2. A necessary (but not sufficient) condition is $\rho(C)=n$ (by the above inequity). Therefore, I am expecting a stronger requirement of $C$ than just having full col. rank.

Answer 1

Edit: I sat on the question a bit, I think I came up with a full answer. I will leave my old answer below.

Based on my old answer, it should be intuitive that, if the image of $C$ does not contain any vector in the kernel of $B$, then $A$ is full rank. I make this idea rigorous in the following proposition.

Proposition. If $B$ and $C$ are full row and full column rank, respectively, then $A$ is full rank if and only if $\ker(B) \cap \mathrm{im}(C) = \emptyset$, where $\ker(B)$ is the kernel of $B$ and $\mathrm{im}(C)$ is the image of $C$.

Proof. The "if" direction is trivial: for any $x\in\mathbb{R}^n\backslash\{0\}$, we have that $Cx = y\in\mathrm{im}(C)$, meaning that $By = BCx = Ax \neq 0$, for all $x\neq0$. We prove the "only if" direction by contrapositive. Suppose that there exists $y\neq 0$ such that $y\in\ker(B) \cap \mathrm{im}(C)$. Since it is in the image of $C$, there exists $x\in\mathbb{R}^n\backslash\{0\}$ such that $y=Cx$. This implies $Ax = 0$, i.e., $A$ is rank deficient, concluding the proof.

I think this answers your first question, while the answer to the second one is discussed below.

Old answer. I think your question is complicated to answer in full generality, I will just give you a few pointers. This is not really an answer, it is more a comment which is too long for the comment section.

Regarding the point 2, you are correct, $\rho(C)=n$ is not a sufficient condition. Since the kernel of $B$ is at least of dimension $1$, it is possible to construct a full column rank $C$ so that one of its columns is in $\ker(B)$, meaning that one column of $A$ is only zeros (i.e., $A$ is rank deficient).
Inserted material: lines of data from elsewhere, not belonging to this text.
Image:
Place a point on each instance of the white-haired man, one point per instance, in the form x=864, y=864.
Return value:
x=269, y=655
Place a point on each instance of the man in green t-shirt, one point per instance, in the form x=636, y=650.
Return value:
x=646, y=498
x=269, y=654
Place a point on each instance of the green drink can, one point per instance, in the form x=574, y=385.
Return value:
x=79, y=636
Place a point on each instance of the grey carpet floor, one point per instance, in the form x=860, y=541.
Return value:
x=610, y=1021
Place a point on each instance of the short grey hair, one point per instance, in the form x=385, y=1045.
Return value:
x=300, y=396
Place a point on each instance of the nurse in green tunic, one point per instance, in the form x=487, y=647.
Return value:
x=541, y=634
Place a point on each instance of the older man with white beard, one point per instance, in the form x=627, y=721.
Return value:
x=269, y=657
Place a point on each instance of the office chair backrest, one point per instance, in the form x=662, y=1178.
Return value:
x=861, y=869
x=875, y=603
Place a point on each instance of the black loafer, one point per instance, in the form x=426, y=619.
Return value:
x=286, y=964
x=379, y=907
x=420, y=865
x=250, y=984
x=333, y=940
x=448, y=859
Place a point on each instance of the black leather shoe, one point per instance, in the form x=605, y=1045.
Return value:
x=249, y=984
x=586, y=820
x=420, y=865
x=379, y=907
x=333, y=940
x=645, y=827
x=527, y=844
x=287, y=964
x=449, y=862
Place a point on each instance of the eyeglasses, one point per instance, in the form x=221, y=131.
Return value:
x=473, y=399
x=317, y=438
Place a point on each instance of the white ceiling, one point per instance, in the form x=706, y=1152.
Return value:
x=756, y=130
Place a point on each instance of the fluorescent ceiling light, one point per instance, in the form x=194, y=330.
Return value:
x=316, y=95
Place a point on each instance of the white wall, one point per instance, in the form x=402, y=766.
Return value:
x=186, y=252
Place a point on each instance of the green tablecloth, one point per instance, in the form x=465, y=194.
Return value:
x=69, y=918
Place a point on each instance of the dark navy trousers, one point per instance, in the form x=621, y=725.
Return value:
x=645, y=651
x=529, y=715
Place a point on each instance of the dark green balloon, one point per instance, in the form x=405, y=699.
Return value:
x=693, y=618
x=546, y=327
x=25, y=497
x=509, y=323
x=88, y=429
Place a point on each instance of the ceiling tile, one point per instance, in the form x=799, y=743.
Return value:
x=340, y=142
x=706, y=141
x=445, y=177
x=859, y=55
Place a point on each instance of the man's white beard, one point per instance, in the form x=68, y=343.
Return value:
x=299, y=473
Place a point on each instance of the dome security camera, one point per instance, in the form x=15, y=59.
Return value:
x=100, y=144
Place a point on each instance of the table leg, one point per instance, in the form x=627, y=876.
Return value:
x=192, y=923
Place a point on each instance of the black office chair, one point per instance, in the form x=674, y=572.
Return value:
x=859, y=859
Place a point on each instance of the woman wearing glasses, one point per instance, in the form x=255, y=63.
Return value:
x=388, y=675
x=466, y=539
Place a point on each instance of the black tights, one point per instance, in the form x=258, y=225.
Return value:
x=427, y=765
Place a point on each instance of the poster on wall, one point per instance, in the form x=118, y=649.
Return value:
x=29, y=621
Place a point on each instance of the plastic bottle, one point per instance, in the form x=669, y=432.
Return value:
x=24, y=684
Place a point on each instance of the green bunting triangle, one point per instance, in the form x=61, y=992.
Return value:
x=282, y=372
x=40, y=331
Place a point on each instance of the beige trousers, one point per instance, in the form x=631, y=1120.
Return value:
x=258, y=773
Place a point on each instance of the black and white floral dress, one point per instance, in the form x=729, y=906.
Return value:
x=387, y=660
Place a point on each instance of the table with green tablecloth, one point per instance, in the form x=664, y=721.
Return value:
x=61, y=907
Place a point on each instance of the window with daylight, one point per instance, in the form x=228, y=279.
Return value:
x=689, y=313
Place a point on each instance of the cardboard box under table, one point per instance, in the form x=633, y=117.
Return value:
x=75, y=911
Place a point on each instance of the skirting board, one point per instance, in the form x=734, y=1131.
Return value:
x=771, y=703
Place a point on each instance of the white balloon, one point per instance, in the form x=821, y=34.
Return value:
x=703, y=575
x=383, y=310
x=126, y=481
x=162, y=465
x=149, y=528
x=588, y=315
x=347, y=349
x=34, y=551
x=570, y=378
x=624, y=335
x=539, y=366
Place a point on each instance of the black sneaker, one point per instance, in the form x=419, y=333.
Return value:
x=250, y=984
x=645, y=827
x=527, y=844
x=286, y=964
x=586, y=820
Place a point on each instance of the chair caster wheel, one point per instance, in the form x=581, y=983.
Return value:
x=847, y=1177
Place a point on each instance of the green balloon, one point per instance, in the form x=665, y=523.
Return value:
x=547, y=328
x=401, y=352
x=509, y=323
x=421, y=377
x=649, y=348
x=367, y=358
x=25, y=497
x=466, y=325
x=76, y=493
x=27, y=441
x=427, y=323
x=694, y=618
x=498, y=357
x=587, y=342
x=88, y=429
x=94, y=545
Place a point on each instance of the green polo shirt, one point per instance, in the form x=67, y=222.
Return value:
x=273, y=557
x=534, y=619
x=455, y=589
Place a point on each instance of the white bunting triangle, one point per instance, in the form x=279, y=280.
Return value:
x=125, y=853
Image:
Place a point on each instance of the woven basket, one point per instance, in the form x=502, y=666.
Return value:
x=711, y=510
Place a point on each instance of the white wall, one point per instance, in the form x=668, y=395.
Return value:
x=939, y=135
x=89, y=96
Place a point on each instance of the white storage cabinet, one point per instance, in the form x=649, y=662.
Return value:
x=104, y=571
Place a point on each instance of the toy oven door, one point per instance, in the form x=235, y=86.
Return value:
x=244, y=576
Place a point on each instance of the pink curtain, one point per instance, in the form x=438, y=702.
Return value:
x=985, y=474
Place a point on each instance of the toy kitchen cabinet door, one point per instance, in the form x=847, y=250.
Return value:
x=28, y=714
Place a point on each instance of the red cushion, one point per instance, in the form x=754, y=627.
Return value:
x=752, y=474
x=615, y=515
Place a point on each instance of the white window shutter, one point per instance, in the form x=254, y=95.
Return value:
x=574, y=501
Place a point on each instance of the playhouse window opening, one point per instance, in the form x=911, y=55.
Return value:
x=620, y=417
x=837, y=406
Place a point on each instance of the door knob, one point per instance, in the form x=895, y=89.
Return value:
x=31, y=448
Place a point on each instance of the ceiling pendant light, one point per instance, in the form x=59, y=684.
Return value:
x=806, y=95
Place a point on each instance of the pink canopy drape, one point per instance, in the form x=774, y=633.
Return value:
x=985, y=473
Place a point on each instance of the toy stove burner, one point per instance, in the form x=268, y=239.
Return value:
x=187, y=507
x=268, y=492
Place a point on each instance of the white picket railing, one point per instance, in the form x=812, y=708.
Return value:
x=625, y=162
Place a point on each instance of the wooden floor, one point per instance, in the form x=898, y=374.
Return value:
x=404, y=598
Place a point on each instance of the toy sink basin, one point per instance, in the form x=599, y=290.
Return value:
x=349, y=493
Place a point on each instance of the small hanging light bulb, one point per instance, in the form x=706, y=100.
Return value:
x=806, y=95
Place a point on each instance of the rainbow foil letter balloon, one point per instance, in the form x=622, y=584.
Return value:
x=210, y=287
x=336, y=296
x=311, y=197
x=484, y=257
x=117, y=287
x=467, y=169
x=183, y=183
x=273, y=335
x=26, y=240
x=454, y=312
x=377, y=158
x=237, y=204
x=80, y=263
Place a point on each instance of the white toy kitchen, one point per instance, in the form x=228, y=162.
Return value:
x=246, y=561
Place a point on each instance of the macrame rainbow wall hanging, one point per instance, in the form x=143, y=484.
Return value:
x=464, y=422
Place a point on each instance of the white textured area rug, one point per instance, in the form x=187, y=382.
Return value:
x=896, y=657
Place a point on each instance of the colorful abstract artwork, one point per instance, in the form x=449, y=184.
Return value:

In fact, as a side note, if $m\geq 2n$ you can easily construct a full column rank $C$ so that $A$ is the zero matrix!

However, regarding your second question, yes, it is always possible to find a matrix $C$ so that, for a given $B$, the product is full rank: it suffices to take $C = B^\top$. Since $\ker(B^\top) = \{0\}$, you have that the product $A=BB^\top$ is not only invertible but positive definite, since, for any vector $x\in\mathbb{R}^n\backslash\{0\}$: $$ x^\top Ax = x^\top BB^\top x = \lVert B^\top x\rVert^2 >0. $$ I hope my comments were helpful.